Winning over your new dental team is perhaps the most important way to preserve the goodwill of your new practice and a crucial aspect to any successful transition.

The basic fact is this: most patients will be happy to work with you if the team believes in you.

Your new team will set the tone for your patients as they introduce you as a new doctor. If they express confidence and talk about how great a dentist you are, it will go a long way in building a lasting relationship with the patient. Conversely, an eye roll or critical word can damage that relationship in a way that is difficult to overcome.

For these reasons, it’s more important to win over the team than the patients. The patients almost always follow the team. I discovered this when I sold my wonderful practice and knew my wonderful patients would be weeping at my doorstep begging me to come back to the office … and they didn’t! My ego was bruised, but I saw how much the patients loved my team.

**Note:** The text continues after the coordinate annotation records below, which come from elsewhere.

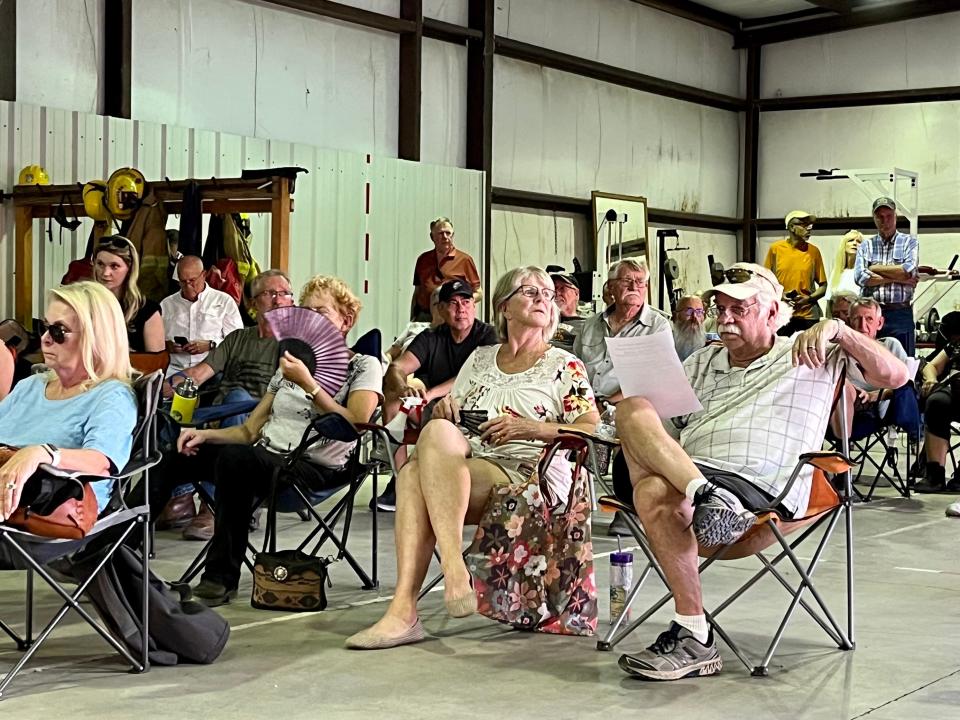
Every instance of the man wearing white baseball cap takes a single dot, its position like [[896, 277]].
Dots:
[[699, 478], [798, 265], [886, 270]]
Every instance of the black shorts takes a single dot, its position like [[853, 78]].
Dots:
[[752, 497]]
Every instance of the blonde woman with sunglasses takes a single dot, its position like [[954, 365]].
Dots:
[[116, 266], [80, 414]]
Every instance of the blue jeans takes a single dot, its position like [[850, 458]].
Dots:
[[239, 396], [899, 324]]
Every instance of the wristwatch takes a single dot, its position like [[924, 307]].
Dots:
[[54, 453]]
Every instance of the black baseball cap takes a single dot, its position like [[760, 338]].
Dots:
[[452, 288], [567, 278]]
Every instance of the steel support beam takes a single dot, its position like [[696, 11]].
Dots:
[[613, 74], [117, 57], [860, 18], [751, 154], [410, 72], [8, 50], [480, 113]]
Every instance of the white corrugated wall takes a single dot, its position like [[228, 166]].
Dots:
[[328, 227]]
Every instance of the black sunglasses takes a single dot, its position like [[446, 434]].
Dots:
[[114, 241], [58, 333]]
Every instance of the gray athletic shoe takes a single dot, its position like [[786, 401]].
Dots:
[[676, 654], [719, 517]]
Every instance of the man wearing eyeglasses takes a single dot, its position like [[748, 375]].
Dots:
[[629, 316], [246, 361], [698, 479], [798, 266], [688, 332], [198, 314]]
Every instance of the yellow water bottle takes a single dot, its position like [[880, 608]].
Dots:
[[184, 401]]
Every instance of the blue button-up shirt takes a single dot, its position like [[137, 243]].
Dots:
[[902, 250]]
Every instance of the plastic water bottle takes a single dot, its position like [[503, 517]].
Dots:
[[621, 580], [606, 429]]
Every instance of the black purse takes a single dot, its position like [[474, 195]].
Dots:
[[289, 580]]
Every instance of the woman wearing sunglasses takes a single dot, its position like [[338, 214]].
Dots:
[[530, 390], [116, 266], [80, 414]]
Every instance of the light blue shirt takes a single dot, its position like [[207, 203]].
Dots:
[[101, 419]]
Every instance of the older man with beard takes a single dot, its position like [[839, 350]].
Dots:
[[698, 479], [688, 332]]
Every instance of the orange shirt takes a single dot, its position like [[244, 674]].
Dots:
[[797, 270], [429, 274]]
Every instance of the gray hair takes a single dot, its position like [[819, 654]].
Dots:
[[635, 265], [841, 295], [508, 284], [257, 284]]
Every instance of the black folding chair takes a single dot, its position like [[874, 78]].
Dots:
[[829, 502], [863, 449], [21, 550]]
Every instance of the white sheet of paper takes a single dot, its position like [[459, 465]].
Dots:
[[648, 366]]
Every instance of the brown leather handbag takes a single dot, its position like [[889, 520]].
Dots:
[[63, 507]]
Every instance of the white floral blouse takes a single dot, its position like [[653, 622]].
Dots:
[[555, 389]]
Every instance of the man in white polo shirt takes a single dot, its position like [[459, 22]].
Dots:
[[197, 318], [698, 478]]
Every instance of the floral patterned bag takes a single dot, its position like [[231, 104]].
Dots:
[[532, 558]]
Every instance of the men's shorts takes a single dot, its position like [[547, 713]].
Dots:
[[752, 497]]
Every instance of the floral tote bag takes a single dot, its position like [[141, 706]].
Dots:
[[532, 558]]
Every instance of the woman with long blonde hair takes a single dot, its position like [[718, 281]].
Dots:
[[80, 414], [116, 266]]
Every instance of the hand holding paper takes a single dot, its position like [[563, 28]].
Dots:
[[648, 366]]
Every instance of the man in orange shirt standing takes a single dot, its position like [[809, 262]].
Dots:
[[799, 268], [437, 266]]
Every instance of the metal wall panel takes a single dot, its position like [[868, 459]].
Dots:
[[328, 227]]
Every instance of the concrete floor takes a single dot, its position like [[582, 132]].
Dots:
[[294, 666]]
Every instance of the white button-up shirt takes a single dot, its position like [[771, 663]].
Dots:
[[212, 316]]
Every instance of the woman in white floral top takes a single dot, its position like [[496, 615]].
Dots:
[[530, 390]]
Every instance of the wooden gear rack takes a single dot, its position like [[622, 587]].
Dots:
[[221, 196]]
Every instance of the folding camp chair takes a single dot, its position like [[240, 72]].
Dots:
[[21, 550], [292, 496], [828, 503], [884, 438]]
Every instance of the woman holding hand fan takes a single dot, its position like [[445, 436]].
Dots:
[[339, 382]]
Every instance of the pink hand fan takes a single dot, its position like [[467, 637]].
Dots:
[[314, 340]]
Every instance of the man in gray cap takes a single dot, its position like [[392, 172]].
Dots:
[[567, 298], [886, 270]]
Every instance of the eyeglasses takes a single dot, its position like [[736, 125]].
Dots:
[[532, 292], [742, 275], [274, 294], [114, 241], [738, 311], [58, 333]]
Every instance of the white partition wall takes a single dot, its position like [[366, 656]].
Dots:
[[332, 230]]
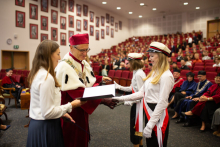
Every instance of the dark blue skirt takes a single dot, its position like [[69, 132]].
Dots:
[[45, 133]]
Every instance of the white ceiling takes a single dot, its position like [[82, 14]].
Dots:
[[164, 7]]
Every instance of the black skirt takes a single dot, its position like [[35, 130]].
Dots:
[[134, 139], [45, 133], [152, 142]]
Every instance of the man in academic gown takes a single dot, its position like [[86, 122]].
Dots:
[[75, 74], [187, 103]]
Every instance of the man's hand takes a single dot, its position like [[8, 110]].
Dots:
[[106, 79], [188, 97], [111, 103], [195, 99]]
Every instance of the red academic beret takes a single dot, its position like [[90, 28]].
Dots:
[[79, 39]]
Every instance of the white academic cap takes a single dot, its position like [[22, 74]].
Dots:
[[134, 56], [158, 47]]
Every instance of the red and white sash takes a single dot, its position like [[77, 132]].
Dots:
[[159, 128]]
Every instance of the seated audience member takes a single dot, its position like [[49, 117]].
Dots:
[[174, 66], [4, 127], [9, 82], [121, 67], [183, 65], [217, 62], [216, 123], [207, 105], [105, 68], [205, 55], [197, 60], [214, 54], [178, 82], [188, 87], [188, 61], [180, 56], [187, 103]]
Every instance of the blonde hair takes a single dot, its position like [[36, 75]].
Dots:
[[161, 67]]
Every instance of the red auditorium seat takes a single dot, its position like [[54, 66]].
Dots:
[[96, 70], [117, 76], [183, 73], [129, 79], [124, 77], [210, 69], [211, 75], [198, 68]]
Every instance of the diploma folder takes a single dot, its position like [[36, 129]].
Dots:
[[98, 92]]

When you first meet the staff, it is crucial that you listen. Ask them what they think about the practice and how it could be improved. Ask them what they are looking for in you and how you can contribute to the continued smooth operation of the practice. Ask them about the patients. They’ve all been at this office for longer than you – don’t forget to listen!

Re-Hiring Your New Team

On the day you purchase your new practice the seller is required to terminate all of the employees so that you can hire them. This is normal and typical, but it needs to be presented to the team very carefully for obvious reasons! The team needs to be reassured that their jobs are secure (assuming this is true) and that this is a required formality. The seller must pay each employee, in their final check, for all of their unused vacation and sick days, personal time off days, bonuses, etc., according to their employment manual, as well as ensuring that any retirement plans are funded with the required amount up to the date of the sale. You will be rehiring the employees immediately after they are terminated (again, assuming this is your plan and you don’t have an employee that will be retiring, moving, or a problem employee that really shouldn’t be there).

I suggest you give your new employees the same hourly pay rate and benefits as the seller gave them, with the possible exception of retirement benefits that might be re-implemented once the practice is solidly established with the new owner. By now you should know from your due diligence what percent of collections are going towards the team, which will help determine how generous your employment offer can be, but again, it’s best to at least keep the same hourly rate.

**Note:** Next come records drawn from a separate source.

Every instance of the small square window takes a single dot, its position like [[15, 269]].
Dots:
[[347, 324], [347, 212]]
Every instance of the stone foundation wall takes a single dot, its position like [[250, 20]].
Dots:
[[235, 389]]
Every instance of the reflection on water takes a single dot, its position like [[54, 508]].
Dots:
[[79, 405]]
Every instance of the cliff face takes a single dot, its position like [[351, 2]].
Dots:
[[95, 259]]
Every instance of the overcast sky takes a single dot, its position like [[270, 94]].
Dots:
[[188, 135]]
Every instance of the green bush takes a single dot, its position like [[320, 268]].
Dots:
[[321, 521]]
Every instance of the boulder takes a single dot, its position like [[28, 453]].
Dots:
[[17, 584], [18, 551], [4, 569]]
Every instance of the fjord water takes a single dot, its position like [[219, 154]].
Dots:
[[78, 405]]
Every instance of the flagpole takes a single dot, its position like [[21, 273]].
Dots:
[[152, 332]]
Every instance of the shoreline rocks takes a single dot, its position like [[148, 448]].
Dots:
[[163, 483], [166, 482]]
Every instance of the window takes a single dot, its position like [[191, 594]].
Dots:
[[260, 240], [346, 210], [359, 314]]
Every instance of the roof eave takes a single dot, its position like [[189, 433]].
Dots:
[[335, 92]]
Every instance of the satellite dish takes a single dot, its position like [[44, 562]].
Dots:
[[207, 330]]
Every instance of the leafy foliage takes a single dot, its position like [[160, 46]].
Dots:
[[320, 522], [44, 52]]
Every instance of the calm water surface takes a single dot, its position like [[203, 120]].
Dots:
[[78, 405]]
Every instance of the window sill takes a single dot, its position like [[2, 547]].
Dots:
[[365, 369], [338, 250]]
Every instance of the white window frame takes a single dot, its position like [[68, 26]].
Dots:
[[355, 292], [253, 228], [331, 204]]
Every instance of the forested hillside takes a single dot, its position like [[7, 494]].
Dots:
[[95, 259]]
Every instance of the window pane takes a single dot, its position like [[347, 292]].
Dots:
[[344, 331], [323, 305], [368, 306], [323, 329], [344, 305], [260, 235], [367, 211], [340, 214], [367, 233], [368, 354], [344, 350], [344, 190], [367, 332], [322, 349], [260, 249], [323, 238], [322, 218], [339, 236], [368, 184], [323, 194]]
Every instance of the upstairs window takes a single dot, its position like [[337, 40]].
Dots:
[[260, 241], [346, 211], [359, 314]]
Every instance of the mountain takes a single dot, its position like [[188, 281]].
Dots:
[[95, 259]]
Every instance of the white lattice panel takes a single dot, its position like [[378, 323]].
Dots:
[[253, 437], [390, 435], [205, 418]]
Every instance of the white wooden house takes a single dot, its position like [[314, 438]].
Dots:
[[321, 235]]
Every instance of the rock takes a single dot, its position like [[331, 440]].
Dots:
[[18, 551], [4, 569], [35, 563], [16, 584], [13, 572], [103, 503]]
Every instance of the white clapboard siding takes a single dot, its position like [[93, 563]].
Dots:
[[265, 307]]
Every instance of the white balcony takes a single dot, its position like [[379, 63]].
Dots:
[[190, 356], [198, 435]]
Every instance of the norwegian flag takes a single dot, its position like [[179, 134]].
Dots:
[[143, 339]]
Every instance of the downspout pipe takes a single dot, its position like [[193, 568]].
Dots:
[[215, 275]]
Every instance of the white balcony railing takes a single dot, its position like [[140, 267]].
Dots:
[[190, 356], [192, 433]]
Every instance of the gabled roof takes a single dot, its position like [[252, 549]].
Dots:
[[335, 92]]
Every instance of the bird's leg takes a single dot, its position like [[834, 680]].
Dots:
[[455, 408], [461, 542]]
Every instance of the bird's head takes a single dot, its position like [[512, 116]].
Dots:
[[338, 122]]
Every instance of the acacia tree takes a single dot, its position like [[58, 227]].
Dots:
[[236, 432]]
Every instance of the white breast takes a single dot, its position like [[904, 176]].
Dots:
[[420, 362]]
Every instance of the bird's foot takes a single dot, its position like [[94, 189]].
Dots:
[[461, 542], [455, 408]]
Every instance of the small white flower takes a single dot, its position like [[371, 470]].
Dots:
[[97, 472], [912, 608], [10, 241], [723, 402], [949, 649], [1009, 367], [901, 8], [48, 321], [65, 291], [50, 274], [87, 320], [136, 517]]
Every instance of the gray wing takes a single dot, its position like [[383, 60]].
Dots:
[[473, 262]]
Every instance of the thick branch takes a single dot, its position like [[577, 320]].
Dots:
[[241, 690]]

Important Note: Some long-established practices have their employees on salary rather than hourly pay. In California, it’s very difficult to use salary pay for dental employees. Be sure to consult with an employment attorney and/or use the free resources provided to CDA members to create your Employment Manual (CDA has one that members can download) and a hiring letter that is compliant with California Law.

Winning over the team puts you on the path to a successful future with your new practice!